Somut olayda, geçici hakedişlerin icmal tablolarında davacının imzasının bulunduğu, davaya konu alacak kaleminin icmal tablolarında yer alıp hakedişlerde yer almadığının davacı tarafça bilindiği, davacının bu hakediş raporlarına Hizmet İşleri Genel Şartnamesi'nin 42. maddesinde gösterilen şekilde itiraz etmediğinden hakedişlerin kesinleştiği ve bu nedenle davacının davaya konu bedeli talep edemeyeceği gözetilerek, davanın reddine karar karar verilmesi gerekirken istinaf başvurusunun esastan reddi kararı doğru olmamış, istinaf mahkemesi kararı kaldırılarak ilk derece mahkemesi kararının bozulması uygun görülmüştür.

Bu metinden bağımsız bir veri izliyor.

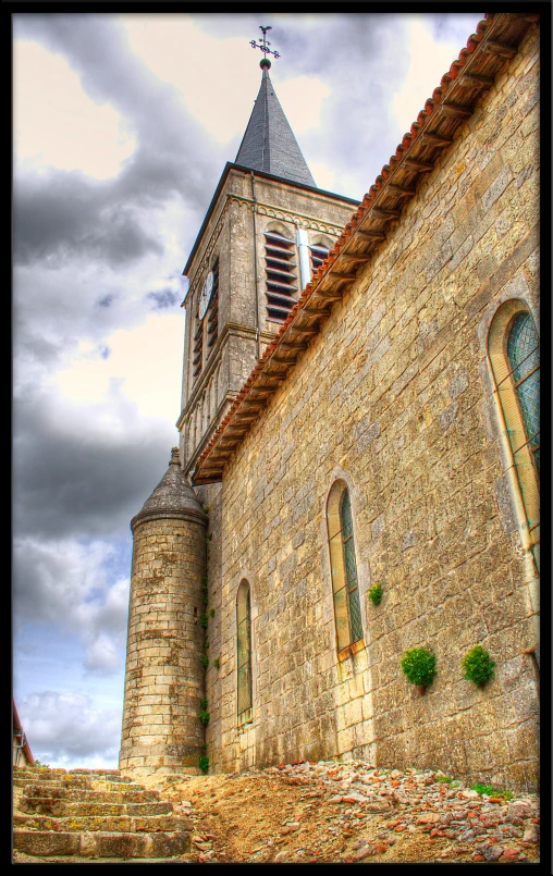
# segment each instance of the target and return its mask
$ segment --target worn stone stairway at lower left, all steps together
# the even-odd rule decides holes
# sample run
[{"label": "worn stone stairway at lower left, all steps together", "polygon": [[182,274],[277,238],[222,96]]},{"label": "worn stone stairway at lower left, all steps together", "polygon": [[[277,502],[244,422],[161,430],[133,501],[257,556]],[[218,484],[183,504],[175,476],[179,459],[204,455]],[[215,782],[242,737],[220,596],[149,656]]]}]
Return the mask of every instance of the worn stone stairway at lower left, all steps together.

SONUÇ: Yukarıda açıklanan nedenlerle İstanbul Bölge Adliye Mahkemesi 17. Hukuk Dairesinin 25.03.2021 tarih ve 2018/1385 esas 2021/427 karar sayılı kararın kaldırılarak ilk derece mahkemesi kararının davalı yararına BOZULMASINA, Yargıtay duruşmasında vekille temsil olunan davalı yararına takdir olunan 3.815 TL duruşma vekalet ücretinin davacıdan alınarak davalıya verilmesine, peşin alınan harcın istek halinde iadesine, HMK 373/1 maddesi gereğince dosyanın ilk derece mahkemesine karardan bir örneğin ilgili Bölge Adliye Mahkemesine gönderilmesine, 23.05.2022 tarihinde oy birliği ile karar verildi.